If the officer is in doubt about the propriety of the order, or there is an expectation of challenge by other family members, there are various options open to the applicant or the local authority.

These include:

  • applying to appear at the court to speak to concerns within the report;
  • advising the sheriff to appoint a safeguarder or to make consequential or ancillary orders, or provisions or directions under section 3 of the 2000 Act;

For example, the local authority could ask the sheriff to order local authority supervision from the outset of the person authorised under the intervention order; or could suggest that limits be placed on the powers conferred under the order, which cannot be exceeded without some further supervisory or judicial procedure:

  • recommending to the sheriff an alternative guardian;
  • asking an independent solicitor to represent the interests of the adult in discussing the matter with the applicant and the local authority. Legal aid is available where the application is for welfare powers or a mix of welfare and financial powers;
  • involving an independent advocate to support the adult to communicate his/her views. An independent advocate has a right to be heard by the sheriff;
  • consulting the Public Guardian, where property and financial affairs are concerned;
  • consulting the MWC where personal welfare matters are concerned.

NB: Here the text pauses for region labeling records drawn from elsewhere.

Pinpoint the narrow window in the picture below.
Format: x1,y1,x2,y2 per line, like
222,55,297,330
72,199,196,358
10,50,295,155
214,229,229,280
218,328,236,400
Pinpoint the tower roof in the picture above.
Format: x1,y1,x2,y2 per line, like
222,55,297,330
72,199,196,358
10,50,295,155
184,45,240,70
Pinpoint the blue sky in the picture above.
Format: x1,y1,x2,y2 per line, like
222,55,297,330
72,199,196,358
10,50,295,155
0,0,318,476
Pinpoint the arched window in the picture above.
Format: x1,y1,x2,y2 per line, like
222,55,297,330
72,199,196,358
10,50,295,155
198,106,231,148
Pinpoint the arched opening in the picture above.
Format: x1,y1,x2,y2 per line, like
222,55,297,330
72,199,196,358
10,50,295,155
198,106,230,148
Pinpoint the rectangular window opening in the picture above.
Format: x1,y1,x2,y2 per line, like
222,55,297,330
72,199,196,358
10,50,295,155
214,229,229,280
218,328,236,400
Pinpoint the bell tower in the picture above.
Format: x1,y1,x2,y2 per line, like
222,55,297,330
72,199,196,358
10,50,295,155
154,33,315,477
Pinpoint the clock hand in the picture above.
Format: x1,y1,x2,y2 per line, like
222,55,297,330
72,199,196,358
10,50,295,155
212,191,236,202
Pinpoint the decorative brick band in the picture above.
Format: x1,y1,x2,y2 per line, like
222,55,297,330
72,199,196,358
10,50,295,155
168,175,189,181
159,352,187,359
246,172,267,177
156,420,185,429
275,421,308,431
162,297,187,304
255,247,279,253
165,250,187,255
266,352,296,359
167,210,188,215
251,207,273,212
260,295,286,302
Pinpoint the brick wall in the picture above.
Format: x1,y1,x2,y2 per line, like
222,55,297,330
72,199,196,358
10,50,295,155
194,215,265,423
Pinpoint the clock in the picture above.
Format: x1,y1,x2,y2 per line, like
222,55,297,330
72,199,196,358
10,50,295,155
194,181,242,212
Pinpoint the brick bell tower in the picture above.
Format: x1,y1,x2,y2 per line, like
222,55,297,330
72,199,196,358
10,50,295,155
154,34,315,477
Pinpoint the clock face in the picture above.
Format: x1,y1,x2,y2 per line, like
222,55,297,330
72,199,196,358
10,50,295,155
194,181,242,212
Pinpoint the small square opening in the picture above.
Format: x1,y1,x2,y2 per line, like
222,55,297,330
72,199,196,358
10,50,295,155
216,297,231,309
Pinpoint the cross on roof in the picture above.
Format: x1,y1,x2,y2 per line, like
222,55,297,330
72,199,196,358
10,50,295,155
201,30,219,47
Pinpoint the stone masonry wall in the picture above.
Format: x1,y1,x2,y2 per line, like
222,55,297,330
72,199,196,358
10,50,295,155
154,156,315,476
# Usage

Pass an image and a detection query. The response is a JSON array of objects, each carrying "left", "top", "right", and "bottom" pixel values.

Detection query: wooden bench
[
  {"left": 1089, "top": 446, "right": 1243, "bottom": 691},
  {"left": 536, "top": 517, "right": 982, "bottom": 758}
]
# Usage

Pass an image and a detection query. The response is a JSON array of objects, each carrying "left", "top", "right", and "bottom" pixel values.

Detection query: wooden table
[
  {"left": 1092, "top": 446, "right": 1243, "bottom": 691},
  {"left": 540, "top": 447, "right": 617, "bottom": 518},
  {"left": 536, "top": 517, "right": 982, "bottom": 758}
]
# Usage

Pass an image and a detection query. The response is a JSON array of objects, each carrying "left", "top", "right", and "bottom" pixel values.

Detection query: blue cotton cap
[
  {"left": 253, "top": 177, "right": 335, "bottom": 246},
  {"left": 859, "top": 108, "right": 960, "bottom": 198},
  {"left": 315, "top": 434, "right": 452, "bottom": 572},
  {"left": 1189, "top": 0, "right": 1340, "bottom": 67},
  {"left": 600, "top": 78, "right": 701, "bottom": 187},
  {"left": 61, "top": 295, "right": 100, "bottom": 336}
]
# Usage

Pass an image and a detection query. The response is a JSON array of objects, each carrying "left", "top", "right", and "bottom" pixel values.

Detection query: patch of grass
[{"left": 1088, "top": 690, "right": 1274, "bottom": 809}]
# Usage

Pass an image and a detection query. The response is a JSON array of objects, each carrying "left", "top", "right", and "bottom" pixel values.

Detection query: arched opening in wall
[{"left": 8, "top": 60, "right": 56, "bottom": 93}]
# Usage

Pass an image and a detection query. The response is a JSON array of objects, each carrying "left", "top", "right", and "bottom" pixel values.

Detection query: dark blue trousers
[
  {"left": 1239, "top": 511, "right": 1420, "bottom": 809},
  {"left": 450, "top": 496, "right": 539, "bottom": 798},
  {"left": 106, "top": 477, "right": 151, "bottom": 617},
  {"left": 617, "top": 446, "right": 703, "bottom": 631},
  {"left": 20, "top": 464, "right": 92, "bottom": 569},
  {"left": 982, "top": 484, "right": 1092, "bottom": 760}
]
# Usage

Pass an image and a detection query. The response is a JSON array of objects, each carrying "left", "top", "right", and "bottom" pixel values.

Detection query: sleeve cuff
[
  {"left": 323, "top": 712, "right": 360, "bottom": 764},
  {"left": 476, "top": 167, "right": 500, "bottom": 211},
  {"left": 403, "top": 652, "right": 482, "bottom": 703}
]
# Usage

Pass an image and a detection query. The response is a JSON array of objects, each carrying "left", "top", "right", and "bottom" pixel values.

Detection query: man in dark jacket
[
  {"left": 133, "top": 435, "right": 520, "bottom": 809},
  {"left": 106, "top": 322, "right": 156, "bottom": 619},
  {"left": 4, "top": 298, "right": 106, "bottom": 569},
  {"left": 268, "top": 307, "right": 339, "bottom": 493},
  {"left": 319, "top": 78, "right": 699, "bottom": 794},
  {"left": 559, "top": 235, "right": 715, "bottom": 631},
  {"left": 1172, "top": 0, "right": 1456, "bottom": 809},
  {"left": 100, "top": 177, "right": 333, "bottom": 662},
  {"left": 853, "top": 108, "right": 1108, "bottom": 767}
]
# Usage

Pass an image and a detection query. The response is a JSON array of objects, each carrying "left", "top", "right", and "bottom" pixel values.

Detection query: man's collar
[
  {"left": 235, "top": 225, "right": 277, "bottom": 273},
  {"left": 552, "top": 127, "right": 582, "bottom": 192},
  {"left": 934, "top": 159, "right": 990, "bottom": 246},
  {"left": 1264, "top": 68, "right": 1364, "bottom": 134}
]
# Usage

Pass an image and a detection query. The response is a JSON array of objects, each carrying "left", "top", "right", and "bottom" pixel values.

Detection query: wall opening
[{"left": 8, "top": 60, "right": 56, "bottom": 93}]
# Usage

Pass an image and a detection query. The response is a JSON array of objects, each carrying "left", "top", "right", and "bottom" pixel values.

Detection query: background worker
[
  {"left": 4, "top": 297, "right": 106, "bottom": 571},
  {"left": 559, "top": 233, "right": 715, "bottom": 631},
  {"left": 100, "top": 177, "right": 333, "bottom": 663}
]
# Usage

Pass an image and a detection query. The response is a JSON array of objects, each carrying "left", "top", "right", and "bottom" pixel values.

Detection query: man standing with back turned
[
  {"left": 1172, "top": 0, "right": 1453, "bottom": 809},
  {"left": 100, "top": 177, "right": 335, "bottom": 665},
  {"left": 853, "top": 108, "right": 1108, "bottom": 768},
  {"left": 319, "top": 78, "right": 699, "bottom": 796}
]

7.35 In the last resort it may be necessary for the report by the MHO or the CSWO to oppose the application for guardianship by an individual and apply instead for the chief social work officer to be appointed. Where this is the case the MHO should notify the sheriff clerk of his/her intentions to ensure that the sheriff is aware and calls him/her to speak to any concerns identified within the report.

Consider need for additional safeguards - Police checks

7.36 Local procedures may prescribe, in certain circumstances, a check on whether the person nominated has any relevant criminal convictions.

Access to the report

7.37 Under Circular SWSI [1]/2000 Data Protection Act 1998: Guidance for Social Work Agencies, the person nominated in the application has a right of access to that part of the report which deals with his or her suitability.

Action on completion of the report

7.38 A report which contemplates legal action by the local authority, such as:

  • an application for directions to be given by the sheriff under section 3(3) of the 2000 Act,

should be copied to the legal department to ensure necessary documentation for an application to court.

Reporting - time limits

7.39 A report by the MHO (or where incapacity is due to inability to communicate only, the chief social work officer) must be prepared within 21 days of the date of the notice of the forthcoming application.

7.40 This deadline confirms the desirability of identifying the need for an order through assessment and care management procedures, and agreeing with others involved who should make the application and who should be nominated in the order.

Applications relating only to financial or property matters

7.41 The local authority has no responsibility to provide a suitability report where an application for an order with financial powers only is being made by an individual.

ONCE THE APPLICATION IS GRANTED

7.42 Once an application for an order is granted, the sheriff clerk will send a copy to the Public Guardian who will register the particulars and notify the adult (unless the court has directed notification not to be given under section 11), the local authority and the MWC (where the adult's incapacity is a result of mental disorder). The person authorised under the order may then take the decision or action authorised in the order.

7.43 The local authority should ensure that the notification is entered into the person's case file.

SUPERVISION OF PRIVATE WELFARE GUARDIANS

7.44 Local authorities have a duty to supervise private welfare guardians (see chapter 8 for details).